Il futuro Principe di Napoli ospiterà attività che spaziano dalla formazione agli eventi dal vivo, fino alla ristorazione e alla socialità, con l’obiettivo di creare un luogo capace di generare relazioni e contribuire attivamente alla vita culturale cittadina.
Il progetto si svilupperà in collaborazione con alcune delle principali realtà del territorio, tra cui GAMeC, Politecnico delle Arti di Bergamo, deSidera Festival, Li.ber/Fiera dei Librai, Slow Food e Seminario Veronelli. Una rete destinata ad ampliarsi, in dialogo con istituzioni e operatori culturali.
L’edificio seicentesco, che si estende su quasi 2.000 metri quadrati nel cuore della città, sarà oggetto di un intervento di restauro architettonico che punta a coniugare memoria storica e nuove funzioni
Accanto alla vocazione artistica, forte anche la dimensione sociale: grazie al contributo della Fondazione Zaninoni e alla collaborazione con il Comune di Bergamo, saranno realizzati alloggi per donne vittime di violenza insieme all’associazione Aiuto Donna, oltre a spazi per associazioni come Movimento Federalista Europeo e Centro Culturale Nuovo Progetto.

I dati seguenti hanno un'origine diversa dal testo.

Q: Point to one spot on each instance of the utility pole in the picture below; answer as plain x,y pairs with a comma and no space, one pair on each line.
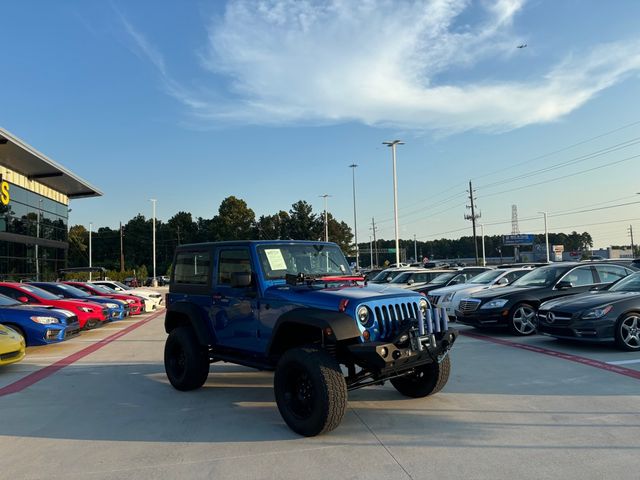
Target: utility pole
371,250
154,282
393,145
355,219
326,218
121,249
473,217
375,242
90,228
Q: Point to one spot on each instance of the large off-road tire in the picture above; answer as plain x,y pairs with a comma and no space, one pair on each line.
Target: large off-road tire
185,360
627,332
523,320
310,391
426,380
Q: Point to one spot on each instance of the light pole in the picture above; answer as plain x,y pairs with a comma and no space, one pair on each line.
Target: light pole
326,218
90,229
484,258
546,234
395,194
154,282
355,218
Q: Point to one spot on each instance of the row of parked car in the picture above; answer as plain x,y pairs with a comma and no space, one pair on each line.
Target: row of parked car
41,313
586,301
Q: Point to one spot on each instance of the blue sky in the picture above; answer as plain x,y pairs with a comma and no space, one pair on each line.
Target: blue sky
270,101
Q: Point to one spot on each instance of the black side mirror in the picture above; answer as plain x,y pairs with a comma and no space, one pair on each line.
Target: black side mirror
563,285
240,280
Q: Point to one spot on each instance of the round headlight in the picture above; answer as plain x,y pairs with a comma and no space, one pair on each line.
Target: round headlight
363,315
424,305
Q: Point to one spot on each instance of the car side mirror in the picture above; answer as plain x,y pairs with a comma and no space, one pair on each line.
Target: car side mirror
240,280
563,285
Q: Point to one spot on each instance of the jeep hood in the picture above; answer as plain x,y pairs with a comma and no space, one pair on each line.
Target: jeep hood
330,297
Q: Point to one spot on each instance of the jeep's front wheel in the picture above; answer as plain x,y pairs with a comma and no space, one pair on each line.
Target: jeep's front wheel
185,360
425,380
310,391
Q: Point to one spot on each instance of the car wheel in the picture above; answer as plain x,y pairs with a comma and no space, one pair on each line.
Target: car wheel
522,320
310,391
426,379
186,362
627,334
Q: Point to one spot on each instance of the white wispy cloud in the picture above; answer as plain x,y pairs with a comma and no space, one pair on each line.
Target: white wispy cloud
381,62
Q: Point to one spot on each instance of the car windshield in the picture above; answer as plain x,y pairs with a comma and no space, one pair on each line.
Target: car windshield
403,277
39,292
76,292
443,277
540,277
486,277
7,301
278,260
627,284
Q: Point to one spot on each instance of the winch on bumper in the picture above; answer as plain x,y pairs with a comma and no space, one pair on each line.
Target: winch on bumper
423,340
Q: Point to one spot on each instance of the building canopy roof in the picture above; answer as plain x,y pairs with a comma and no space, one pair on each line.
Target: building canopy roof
26,160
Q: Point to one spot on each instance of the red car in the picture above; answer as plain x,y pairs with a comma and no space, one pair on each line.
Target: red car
90,315
136,304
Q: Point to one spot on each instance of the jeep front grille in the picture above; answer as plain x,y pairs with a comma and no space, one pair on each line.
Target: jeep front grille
468,305
392,316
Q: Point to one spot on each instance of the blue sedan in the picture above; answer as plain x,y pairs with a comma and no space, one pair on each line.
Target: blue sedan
39,325
118,309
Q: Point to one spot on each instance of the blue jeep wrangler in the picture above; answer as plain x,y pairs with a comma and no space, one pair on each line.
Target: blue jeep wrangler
295,307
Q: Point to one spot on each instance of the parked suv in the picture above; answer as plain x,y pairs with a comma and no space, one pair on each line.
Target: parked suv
294,307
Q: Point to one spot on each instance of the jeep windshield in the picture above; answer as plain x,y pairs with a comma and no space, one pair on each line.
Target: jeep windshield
278,260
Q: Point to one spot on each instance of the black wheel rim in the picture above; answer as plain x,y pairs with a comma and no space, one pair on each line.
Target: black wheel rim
177,361
298,393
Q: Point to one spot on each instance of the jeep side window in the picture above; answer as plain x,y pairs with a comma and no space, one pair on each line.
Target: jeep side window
232,261
192,268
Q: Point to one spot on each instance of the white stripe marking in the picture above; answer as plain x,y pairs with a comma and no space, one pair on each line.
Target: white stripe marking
624,362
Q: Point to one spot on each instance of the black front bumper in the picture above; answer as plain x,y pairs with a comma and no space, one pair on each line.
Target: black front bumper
390,359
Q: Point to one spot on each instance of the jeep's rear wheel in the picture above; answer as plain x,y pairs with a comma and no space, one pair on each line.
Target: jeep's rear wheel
185,361
425,380
310,391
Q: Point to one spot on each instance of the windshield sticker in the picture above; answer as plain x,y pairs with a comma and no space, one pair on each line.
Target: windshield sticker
275,258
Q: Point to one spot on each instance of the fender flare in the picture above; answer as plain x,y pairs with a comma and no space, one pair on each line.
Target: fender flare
195,318
343,327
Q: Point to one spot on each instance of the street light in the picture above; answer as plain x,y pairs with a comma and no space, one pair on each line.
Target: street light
484,258
326,218
546,233
355,219
395,194
154,282
90,229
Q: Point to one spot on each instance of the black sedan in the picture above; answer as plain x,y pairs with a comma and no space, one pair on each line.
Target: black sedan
516,306
612,315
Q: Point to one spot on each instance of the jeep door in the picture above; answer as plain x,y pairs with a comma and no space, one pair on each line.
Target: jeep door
234,308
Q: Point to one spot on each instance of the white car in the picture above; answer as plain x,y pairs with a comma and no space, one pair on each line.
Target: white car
449,297
152,299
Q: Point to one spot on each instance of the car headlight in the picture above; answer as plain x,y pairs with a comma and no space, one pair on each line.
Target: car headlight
597,312
45,320
363,315
424,305
496,303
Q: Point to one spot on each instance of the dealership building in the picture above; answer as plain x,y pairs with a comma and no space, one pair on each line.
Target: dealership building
34,209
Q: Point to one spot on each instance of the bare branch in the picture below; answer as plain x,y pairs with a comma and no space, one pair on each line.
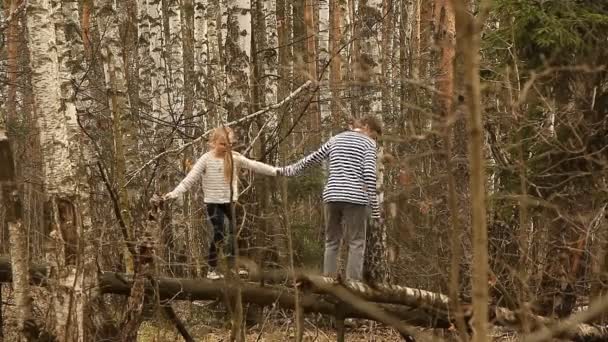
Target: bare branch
204,135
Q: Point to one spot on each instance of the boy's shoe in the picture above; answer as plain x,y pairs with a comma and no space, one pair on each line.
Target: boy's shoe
214,275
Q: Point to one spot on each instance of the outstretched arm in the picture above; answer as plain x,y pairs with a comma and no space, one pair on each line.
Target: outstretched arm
255,166
369,177
312,159
191,178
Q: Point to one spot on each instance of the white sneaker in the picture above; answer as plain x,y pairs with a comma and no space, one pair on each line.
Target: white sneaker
214,275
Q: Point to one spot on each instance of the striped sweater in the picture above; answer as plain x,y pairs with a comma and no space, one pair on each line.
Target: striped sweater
352,169
210,169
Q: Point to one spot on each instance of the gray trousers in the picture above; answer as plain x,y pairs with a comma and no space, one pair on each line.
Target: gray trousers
354,217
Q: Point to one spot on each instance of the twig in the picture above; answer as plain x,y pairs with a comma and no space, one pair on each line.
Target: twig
570,325
168,309
371,309
117,212
11,16
204,135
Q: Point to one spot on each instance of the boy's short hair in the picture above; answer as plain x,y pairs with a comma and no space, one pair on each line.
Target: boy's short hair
372,122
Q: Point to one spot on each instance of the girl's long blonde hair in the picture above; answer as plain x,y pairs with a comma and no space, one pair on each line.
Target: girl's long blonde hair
227,134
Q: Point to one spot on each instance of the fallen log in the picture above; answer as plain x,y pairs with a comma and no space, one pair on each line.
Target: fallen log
204,289
379,293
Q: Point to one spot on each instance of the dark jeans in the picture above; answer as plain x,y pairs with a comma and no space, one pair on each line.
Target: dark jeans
353,217
216,213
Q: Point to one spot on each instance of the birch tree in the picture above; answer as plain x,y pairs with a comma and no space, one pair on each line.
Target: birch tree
52,60
237,44
125,146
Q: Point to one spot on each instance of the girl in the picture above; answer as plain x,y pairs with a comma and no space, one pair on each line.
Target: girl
217,169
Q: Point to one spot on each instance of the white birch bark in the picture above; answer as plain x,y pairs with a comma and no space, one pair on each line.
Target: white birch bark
270,60
176,58
324,57
160,101
201,57
238,57
125,143
54,41
368,68
144,54
216,81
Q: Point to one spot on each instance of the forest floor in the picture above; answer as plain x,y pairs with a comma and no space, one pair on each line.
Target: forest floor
208,322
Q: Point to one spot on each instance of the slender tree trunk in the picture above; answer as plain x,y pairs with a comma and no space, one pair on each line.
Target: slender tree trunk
285,116
310,60
336,13
51,58
444,13
17,237
12,48
468,31
324,59
125,147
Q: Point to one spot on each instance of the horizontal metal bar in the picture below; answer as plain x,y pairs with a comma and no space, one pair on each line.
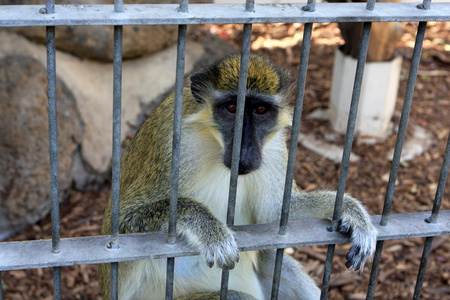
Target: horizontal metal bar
150,14
92,250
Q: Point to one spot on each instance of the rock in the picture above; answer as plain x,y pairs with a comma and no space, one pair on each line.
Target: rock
145,80
96,42
24,146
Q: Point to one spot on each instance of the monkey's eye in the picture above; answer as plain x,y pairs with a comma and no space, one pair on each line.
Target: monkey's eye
260,110
231,108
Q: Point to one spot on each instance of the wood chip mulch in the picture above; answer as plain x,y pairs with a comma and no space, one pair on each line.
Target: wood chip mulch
81,213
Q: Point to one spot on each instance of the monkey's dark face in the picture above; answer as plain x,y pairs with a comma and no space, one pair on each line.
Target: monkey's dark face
260,119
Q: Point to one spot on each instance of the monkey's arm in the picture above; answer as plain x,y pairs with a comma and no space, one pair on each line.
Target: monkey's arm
354,221
195,223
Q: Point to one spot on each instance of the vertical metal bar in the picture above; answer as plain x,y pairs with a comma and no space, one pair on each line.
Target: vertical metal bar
374,271
403,121
115,190
184,5
295,126
277,273
50,6
301,80
57,283
239,118
370,5
310,6
351,123
249,5
397,152
117,97
53,137
441,185
426,5
114,284
422,268
347,150
179,82
433,219
53,149
118,5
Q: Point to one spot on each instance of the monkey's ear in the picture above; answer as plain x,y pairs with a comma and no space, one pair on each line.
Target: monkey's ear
199,85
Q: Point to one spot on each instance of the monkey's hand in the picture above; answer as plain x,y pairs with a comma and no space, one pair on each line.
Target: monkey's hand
195,223
213,239
355,221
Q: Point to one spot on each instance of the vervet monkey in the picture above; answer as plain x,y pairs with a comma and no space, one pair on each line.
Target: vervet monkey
209,107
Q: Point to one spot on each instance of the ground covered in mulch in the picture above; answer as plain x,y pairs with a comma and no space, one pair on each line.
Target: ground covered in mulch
81,213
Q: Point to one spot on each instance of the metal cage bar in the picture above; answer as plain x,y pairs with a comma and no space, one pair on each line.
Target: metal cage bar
179,82
433,219
347,151
1,287
53,147
153,14
441,185
397,151
301,82
83,16
237,138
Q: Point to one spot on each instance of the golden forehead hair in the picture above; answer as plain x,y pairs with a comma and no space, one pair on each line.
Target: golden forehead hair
263,76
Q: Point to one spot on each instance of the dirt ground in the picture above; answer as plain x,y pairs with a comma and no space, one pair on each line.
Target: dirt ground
81,213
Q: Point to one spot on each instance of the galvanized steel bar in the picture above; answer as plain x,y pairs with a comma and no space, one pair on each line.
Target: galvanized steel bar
327,272
50,6
374,271
370,5
398,151
118,6
117,99
301,81
53,136
277,273
249,5
347,150
153,245
235,156
184,5
433,219
115,189
114,284
426,4
179,82
53,149
403,121
351,124
441,185
153,14
422,268
57,283
310,6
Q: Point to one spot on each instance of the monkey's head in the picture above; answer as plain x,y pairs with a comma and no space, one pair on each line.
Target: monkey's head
267,105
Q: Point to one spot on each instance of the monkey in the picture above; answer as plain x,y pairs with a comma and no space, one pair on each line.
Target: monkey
208,116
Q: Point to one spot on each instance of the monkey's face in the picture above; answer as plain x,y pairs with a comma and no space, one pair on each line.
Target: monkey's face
260,119
266,107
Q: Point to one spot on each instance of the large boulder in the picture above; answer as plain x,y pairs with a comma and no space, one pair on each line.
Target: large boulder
145,81
24,145
96,42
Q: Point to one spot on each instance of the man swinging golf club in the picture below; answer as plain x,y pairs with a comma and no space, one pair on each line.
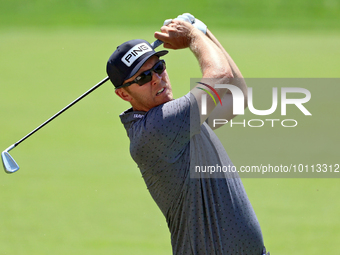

Previsti inoltre due negozi di quartiere, due appartamenti per artisti e visiting professor, e un’offerta enogastronomica ancora in fase di definizione
All’interno del complesso troverà spazio anche AfterClass, una scuola d’arte indipendente post-graduate diretta dallo stesso Ricciardi. Il programma offrirà a giovani artisti e curatori un percorso formativo intensivo, con accesso a reti professionali e al sistema dell’arte contemporanea.
Previsti inoltre due negozi di quartiere, due appartamenti per artisti e visiting professor, e un’offerta enogastronomica ancora in fase di definizione.
La progettazione degli interni è stata affidata allo studio 2050+, fondato da Ippolito Pestellini Laparelli e selezionato da Ad tra i migliori studi di architettura e interior design del 2025. Il progetto punterà a integrare innovazione, qualità degli spazi e rispetto per l’identità storica dell’edificio.
«Il Principe di Napoli non sarà semplicemente un contenitore di attività, ma un luogo in cui cultura, educazione e comunità possano crescere insieme» ha dichiarato Pietro Ferrara.
Nei prossimi mesi saranno svelati la nuova identità visiva dello spazio, il gestore dell’offerta gastronomica e un calendario di iniziative di avvicinamento all’apertura, pensate per coinvolgere progressivamente la cittadinanza.